Oh me, oh my, but there are a lot of you
The number of candidates standing for the Dunedin City Council is mind-boggling. My count is 54 for the 14 vacancies on the council and 16 vying for the one spot as mayor.
If the positions were voluntary, I do not believe that many would be standing. The remuneration for a councillor is about $73,000 and that of mayor a little over $172,000.
A great incentive to put your name forward and hope that you get enough votes to be one of the 14 councillors, or better still be mayor.
There were only 48% of eligible voters that actually voted in 2022 and this percentage is not likely to change this time.
This does not help most of the candidates in getting enough votes to be a councillor for the first time.

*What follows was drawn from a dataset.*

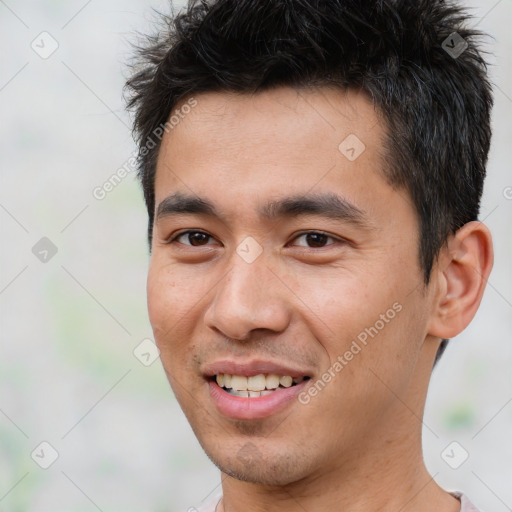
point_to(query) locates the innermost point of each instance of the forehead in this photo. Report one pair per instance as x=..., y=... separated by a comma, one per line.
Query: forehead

Being known is the biggest help and sitting councillors have the best chance of being re-elected as past results show.
The mayoralty, however, is up for grabs and it will be interesting to see who we will get.
Ross Davidson
Wakari
Experience wanted
I totally agree with Keith Hotton (Letters, 7.8.25) and I am sure a number of other readers, that candidates for the mayoralty in a local body election need to have served at least one term as councillor.
What a complete waste of time having someone in the top position who has not a clue about the issues raised around the council chamber.
How many business firms would choose a school leaver to manage its business over its long-term staff members?
Yes, we are a democracy, but surely that also means electing someone experienced in running a council, not some Joe Bloggs with lots of friends and dosh to promote him or herself, but who has never set foot in the council chamber, let alone been well-versed in the issues to be discussed and voted on.
Lois Galer
Dunedin
Vampire candidate
Lovely photo on the front page (ODT 7.8.25), but aren’t there enough clowns in the council at the moment?
Russell Gutschlag
Wanaka
Eliminate cruelty
I cannot let the letter from James Hall (7.8.25) go without a chance for some further thought.
Blaming the lack of people putting their name forward for public office on the many reactions to the behaviour of Barry Williams is an oxymoron.
Mr Hall listed the community work supported by Williams — sports commemorations, fundraisers and the like. He stated, "one poor decision does not a man make" . Decision? It was a straight values behaviour — abuse, publicly, of a fellow human being; a woman; a woman of colour.
Too many people in our society place more value on high profile and monetary generosity, rather than how decent they behave to others, especially those who are different.
To use a popular turn of phrase among current politicians, I am sick of it.
Frances Anderson
Alexandra
St John volunteers provide care busy hospital staff cannot. PHOTO: ODT ARCHIVE
Volunteers bridging gap, supporting hospital staff

Regarding the decision to cancel St John volunteers across the health system, I am unsure whether hospitals are aware of the role filled by volunteers.
I am unsure whether hospitals are aware of the role filled by volunteers.
As a volunteer in a busy medical ward, I provide care which nurses and health assistants cannot with their present workload.
Volunteers sit with patients and their families, reading newspapers, doing crosswords, talking, colouring, providing some relief and distraction, actually listening to patients.
Health as defined by the World Health Organisation (WHO) is more than the absence of disease but a complete social, emotional,
physical and spiritual state of well-being.
Volunteers bridge the gap, supporting staff, providing
"nice-to-haves" which were formerly considered with the purview of complete nursing care.
By sitting beside someone experiencing altered health in an unhurried way, volunteers empower patients.
The wellness and self-efficiacy improves and nursing staff are supported.
Catriona Speight
Abbotsford
Declaration is another rotten apple for Gaza
The recent signing of the New York Declaration at the UN by New Zealand in which there is a call to recognise Palestine, is a disgrace. It is a version of Palestinian statehood that is fundamentally anti-Palestinian, and plays directly into Israel’s settler colonial project.
The statement calls for the demilitarisation of a Palestinian state, which is to be created leaving the Palestinian Authority in control. This body is collaborative with the Israeli state. According to the statement the war will go on until Hamas disarms, which will leave Palestinians entirely defenceless in front of violent Israeli settlers and the IDF.
Also, under this statement UNRWA must hand over its services to the Palestinian Authority, which would dismantle any protection from international institutions. It also condemns only the resistance of the Palestinians, without condemning Israel’s actions. Its statements on Palestinian suffering are passive, without providing the context of the agency of the Israeli government.
All of this narrative engineering bypasses the adopted Resolution of the UN of September 2024 — that New Zealand also signed — which clearly condemned violence and gave Israel a year till September 2025 to leave the Palestinian territories without delay, with accountability for Israel’s breaking of humanitarian law.
New Zealand has signed another rotten apple. The goal of this is to extend Palestinian suffering. It is a distraction that continues the tepid response of Western governments of which we are unfortunately a part.
Ann Mackay
Oamaru
A fair question
How do you stay current on the electoral roll when you are homeless and don’t even have a letterbox?